There is a difference between reinterpreting other knowledge and just Frankensteining multiple work together

BoscoBear@lemmy.sdf.org · 11 months ago

I don’t know enough about LLMs but Neural networks are capable of original thought. I suspect LLMs are too because of their relationship to Neural Networks.

A_Very_Big_Fan@lemmy.world · 11 months ago

if I pirate a movie and then only I watch it, I don’t think anyone would really think I should be arrested for that, so why is it unacceptable for them but fine for me?

Because it’s more analogous to watching a video being broadcasted outdoors in the public, or looking at a mural someone painted on a wall, and letting it inform your creative works going forward. Not even recording it, just looking at it.

As far as we know, they never pirated anything. What we do know is it was trained on data that literally anybody can go out and look at yourself and have it inform your own work. If they’re out here torrenting a bunch of movies they don’t own or aren’t licencing, then the argument against them has merit. But until then, I think all of this is a bunch of AI hysteria over some shit humans have been doing since the first human created a thing.

StarPupil@ttrpg.network · 11 months ago

An AI (in its current form) isn’t a person drawing inspiration from the world around it, it’s a program made by people with inputs chosen by those people. If those people didn’t ask permission to use other people’s licensed work for their product, then they are plagiarising that work, and they should be subject to the same penalties that, for example, a game company using stolen art in their game should face. An AI doesn’t become inspired, it copies existing things to predict what it thinks its user wants to see. If we produce a real thinking AI at some point in the future, one with self determination and whatnot, the story will be different, but for now it isn’t.

A_Very_Big_Fan@lemmy.world · 11 months ago

What is web scraping if not gathering information from around the world? As long as you’re not distributing copyrighted content (and the models in question here don’t, btw), then fair use is at play. I’m not plagiarizing the news by reading it or by talking about what I learned, but I would be if I just copy/pasted my response from the article.

Reading publicly available data isn’t a copyright violation, and it certainly isn’t a violation of fair use. If it were, then you just plagiarized my comment by reading it before you responded.

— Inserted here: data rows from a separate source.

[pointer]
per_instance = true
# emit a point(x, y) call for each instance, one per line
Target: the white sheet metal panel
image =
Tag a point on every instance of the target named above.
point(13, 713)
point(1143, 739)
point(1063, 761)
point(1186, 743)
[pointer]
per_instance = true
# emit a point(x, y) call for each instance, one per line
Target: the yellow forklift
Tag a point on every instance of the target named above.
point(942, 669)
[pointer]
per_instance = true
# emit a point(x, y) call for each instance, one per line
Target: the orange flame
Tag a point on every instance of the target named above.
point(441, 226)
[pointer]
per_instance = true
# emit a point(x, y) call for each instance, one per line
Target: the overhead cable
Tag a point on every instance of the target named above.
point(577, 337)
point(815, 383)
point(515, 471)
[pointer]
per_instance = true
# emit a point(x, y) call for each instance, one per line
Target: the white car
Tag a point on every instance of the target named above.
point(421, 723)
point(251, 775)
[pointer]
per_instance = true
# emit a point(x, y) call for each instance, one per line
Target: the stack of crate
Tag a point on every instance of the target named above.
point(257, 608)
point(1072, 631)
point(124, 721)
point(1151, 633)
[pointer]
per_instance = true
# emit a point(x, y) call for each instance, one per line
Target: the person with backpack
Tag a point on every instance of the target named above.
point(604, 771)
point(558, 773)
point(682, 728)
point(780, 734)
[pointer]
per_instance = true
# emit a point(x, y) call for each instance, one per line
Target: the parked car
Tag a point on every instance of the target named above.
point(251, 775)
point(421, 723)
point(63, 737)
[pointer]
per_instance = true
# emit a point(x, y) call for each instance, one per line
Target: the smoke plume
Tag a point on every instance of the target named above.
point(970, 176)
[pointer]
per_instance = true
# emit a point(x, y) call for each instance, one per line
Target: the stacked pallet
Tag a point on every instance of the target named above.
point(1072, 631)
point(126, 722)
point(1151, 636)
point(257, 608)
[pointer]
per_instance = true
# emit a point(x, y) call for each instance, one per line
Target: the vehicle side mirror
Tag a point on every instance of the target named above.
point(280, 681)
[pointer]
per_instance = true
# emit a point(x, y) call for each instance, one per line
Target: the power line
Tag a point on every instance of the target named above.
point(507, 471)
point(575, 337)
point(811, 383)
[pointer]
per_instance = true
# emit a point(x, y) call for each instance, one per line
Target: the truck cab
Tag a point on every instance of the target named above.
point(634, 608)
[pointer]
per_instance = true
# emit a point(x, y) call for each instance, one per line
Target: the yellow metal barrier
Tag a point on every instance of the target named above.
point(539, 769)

rottingleaf@lemmy.zip · 11 months ago

That is a bad thing if they want to be exempt from the law because they are doing a big, very important thing, and we shouldn’t.

The copyright laws are shit, but applying them selectively is orders of magnitude worse.

exanime@lemmy.today · 11 months ago

Because the actual comparison is that you stole ALL movies, started your own Netflix with them and are lining up to literally make billions by taking the jobs of millions of people, including those you stole from

BoscoBear@lemmy.sdf.org · 11 months ago

I would say it is closer to watching all the movies, regardless of how you got them, then taught a film class at UCLA.

A_Very_Big_Fan@lemmy.world · edit-2 11 months ago

If I paint a melty clock hanging off of a table, how have I stolen from Salvador Dali? What did I “steal” from Tolkien when I drew this?

you stole ALL movies, started your own Netflix with them

The model in question can’t even try to distribute copyrighted material. You could have easily checked for yourself, but once again I find myself having to do the footwork for you guys.

exanime@lemmy.today · 11 months ago

If you sell your melty clock yes, it not “stealing” but you are violating copyright, that’s how it works

The “model in question” is a bit of a prototype, I thought is was clear we are talking about where these models are going… Maybe you’d get it if you came down of your high horse

A_Very_Big_Fan@lemmy.world · 11 months ago

Dali doesn’t own the concept of a melting clock. If I include a melting clock in my own work, as long as it’s not his melting clock with all the other elements of his painting, it’s fair use.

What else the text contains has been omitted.